Thinking today about one of the lessons I learned from futurist @heathervescent: you may be pretty sure something is going to happen, but you don't know WHEN.
Did we know some kind of pandemic was going to happen sooner or later? Yes.
Did we know some kind of major third-party breach was going to happen? Yes.
But risk management is the scary art of trying to time your preparation for JUST before you need it, because prep costs time and money and people. Sometimes you get it right, and sometimes you get it wrong.
Someone asked me the other day (about the breach), "Did we bring this on ourselves?" I can't say that we have. What would we have done differently, and how much would it have cost? How could we have sold it to management?
Because even though management may agree with you on the potential impact of a breach, they will generally disagree with you on the likelihood (and more importantly, the timing). Unless you can convince them that it's IMMINENT, they will defer it.

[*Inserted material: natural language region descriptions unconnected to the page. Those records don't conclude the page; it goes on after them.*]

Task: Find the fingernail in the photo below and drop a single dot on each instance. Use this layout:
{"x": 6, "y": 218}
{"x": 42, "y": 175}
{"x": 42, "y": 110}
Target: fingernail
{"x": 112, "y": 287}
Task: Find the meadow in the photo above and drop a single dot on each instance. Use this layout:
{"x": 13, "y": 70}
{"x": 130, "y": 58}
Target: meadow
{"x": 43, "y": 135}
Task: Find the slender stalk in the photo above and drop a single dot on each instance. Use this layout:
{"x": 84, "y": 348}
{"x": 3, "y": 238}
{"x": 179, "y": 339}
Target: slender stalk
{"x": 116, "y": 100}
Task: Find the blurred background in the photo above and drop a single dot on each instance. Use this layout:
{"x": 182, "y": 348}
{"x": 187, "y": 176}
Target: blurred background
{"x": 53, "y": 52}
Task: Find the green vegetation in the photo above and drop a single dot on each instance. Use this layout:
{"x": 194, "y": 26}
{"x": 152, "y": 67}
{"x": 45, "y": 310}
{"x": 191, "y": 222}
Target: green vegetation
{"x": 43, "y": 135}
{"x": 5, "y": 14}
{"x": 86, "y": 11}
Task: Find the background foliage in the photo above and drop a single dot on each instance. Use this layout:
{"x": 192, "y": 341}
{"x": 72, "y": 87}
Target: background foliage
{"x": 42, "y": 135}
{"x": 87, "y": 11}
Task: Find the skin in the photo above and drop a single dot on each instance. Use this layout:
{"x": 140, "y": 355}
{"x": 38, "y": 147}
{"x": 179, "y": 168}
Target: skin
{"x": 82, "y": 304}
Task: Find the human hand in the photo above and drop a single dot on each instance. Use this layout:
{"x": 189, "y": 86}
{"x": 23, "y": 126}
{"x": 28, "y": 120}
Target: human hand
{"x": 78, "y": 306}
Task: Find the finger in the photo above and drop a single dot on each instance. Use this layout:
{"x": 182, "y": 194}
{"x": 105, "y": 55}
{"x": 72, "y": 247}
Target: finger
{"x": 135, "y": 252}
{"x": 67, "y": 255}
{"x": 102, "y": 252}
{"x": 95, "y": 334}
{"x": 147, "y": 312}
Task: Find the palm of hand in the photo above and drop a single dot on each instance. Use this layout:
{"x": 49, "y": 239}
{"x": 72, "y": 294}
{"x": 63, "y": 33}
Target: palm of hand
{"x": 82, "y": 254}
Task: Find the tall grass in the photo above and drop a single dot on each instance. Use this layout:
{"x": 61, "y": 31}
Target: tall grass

And that's just normal business risk management. Don't spend money until you really need to.
If a security program costs you $1 million per year to run, and you forego it, but get breached in the second year to the tune of $500k, guess what? You came out ahead! You saved $1.5m.
Most security pros don't understand this logic unless they have run a business themselves. It's why new startups don't run out to hire an expensive CISO. Don't spend anything you don't absolutely need to.
If you're smart and lucky, you add security controls and processes as you grow, right before you need them. If not, you wait until the probability reaches 1 (that is, you actually have a breach).
This is what I call "cheeseburger risk management": you decide you're going to eat cheeseburgers until your first heart attack, and THEN you'll stop. It's more common than you think.